Doch ein sehr wichtiges Zitat erinnert uns: Spiel kann nur wahres Spiel in einer friedlichen, solidarischen Welt sein. Nicht der Krieg ist der Ernstfall, das ist schon die Folge einer Welt aus Widersprüchen. Sondern der Frieden ist der Ernstfall. Frieden zu leben und zu erhalten, das ist die wahre Herausforderung des Menschen, die wahre Leistung. Das ist der Gegensatz zum faschistischen Denken, das Frieden als Schwäche und Verfall sieht.
Wahrheit in einer Demokratie zu finden – durch Dialog, durch Argumente (im Sinne eines positiven Agon) – ist eine ernsthafte Aufgabe. Sie erfordert Vernunft, Mut und die Bereitschaft, sich mit Widersprüchen auseinanderzusetzen. Aber gerade dieses Ringen um Wahrheit und Gerechtigkeit schafft den Boden, auf dem freies Spiel, wahre Muße und echte menschliche Entfaltung möglich werden.
Heute sind Kinder oft längst ihres freien Spiels beraubt. Sie kämpfen mit dem Druck und den Spannungen der Gesellschaft, noch bevor sie sie verstehen. Sie sollen schon früh zu „Siegern“ in diesem kranken Spiel werden, anstatt sich frei zu entfalten. Das ist nicht Spiel, das ist Dressur.
Echtes Spiel ist nur in Freiheit möglich. Aber wir leben in einem System, das auf Machtkämpfen, Unterdrückung und der Illusion basiert, dass Glück im Gewinnen und Konsum liegt.

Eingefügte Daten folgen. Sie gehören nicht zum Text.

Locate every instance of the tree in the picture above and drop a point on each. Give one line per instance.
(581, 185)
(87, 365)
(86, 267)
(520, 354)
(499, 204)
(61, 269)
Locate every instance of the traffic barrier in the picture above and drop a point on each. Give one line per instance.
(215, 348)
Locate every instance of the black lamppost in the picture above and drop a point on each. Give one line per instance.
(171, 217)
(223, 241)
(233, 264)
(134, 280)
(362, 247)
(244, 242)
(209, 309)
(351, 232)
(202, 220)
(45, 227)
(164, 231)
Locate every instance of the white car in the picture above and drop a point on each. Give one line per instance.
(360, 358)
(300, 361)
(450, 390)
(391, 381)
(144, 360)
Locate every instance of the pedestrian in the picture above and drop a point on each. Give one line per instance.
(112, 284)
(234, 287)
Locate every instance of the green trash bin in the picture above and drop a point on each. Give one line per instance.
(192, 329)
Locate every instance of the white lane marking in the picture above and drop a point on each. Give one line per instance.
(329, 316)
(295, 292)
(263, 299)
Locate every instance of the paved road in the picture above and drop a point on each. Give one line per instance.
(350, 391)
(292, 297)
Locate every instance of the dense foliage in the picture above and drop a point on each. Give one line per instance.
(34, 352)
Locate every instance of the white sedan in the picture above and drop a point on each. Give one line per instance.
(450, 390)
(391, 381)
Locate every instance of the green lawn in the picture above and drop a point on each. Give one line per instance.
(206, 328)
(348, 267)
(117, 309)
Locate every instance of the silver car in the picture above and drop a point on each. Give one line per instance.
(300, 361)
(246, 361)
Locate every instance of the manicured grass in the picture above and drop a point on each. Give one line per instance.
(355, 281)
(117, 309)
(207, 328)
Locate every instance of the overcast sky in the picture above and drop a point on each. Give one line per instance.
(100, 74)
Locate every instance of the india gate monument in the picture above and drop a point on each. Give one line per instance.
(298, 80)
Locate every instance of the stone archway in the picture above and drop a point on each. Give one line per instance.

Wir müssen lernen, die Spiele, die uns aufgezwungen werden, zu durchschauen. Wir müssen uns die Fähigkeit zum staunenden, kritischen, philosophischen Denken zurückerobern – die Fähigkeit zum „Kind sein“ im besten Sinne. Das ist der Weg zur Muße, zur Autonomie und zur Möglichkeit, eine Welt zu gestalten, in der nicht die Spiele der Mächtigen, sondern wahres, freies, solidarisches Spiel möglich ist.